The best thing for me is the superb driving position. Knowing how many packaging hurdles designers have to negotiate, I can hardly believe how tailored it is: perfect seat shape and position, ideal control layout and instrument view, great sight lines. It will be a wrench to give this car back.
TUESDAY - Latest dopey idea: buy an ex-Army Jeep. Actually, the idea’s not so new. I’ve had it since I was a kid, when some of my father’s friends in outback Australia drove about in vehicles they’d bought straight from the forces for £100. We laughed at their crudity back then.
Now, I see a wartime original as the perfect garage companion for a Lotus Seven or Citroën 2CV: huge capability combined with supreme simplicity.
Take a look at the Milweb site, said a helpful friend, you’ll find dozens. I did and he was right, but as a result the idea died. Ten grand gets you a basket case, the number of varieties is intimidating, false provenance seems an issue and, like many simple, high-value vehicles, Jeeps attract bodgers. Think I’ll just keep enjoying other people’s as they drive by…
WEDNESDAY - Interesting to see how some quarters of the wider media have taken the VW furore as an excuse to lambast the specialist motoring websites for an imagined dereliction of duty. Autocar has largely escaped, not least through the efforts of Mr Holder, whose appearances as a radio and television pundit have increased as he has become known as an island of common sense in a sea of misinformation.

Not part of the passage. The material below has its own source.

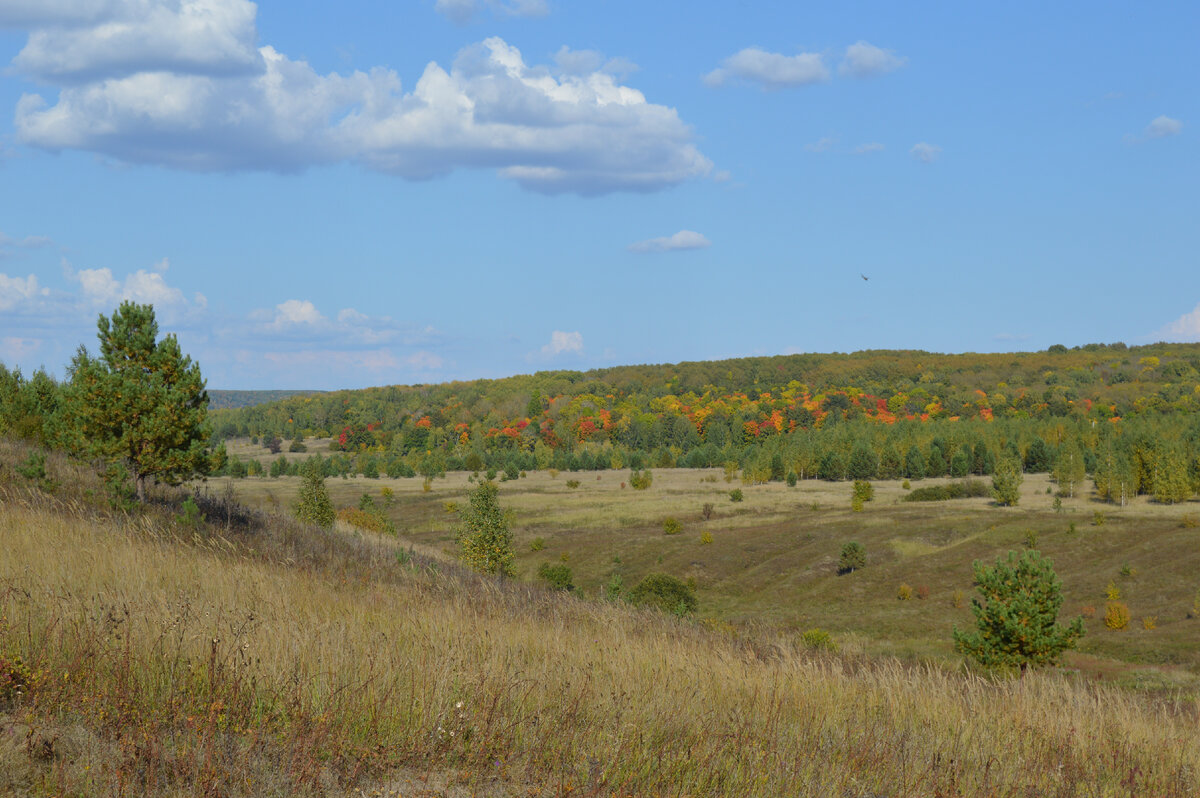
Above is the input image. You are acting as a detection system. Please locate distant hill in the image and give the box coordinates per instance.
[209,389,322,410]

Still, motoring hacks are being criticised for parroting highly optimistic ‘government’ fuel consumption figures (nonsense: here, we’ve been running our own since 1927), for being motivated by a love of car launch ‘jollies’ (nonsense: after a while, the luxury is staying at home) and for being too close to the industry (arguable: but that’s how you discover what’s new and what’s true). It’s all a reminder of something critics should always remember: it’s easier to criticise than praise.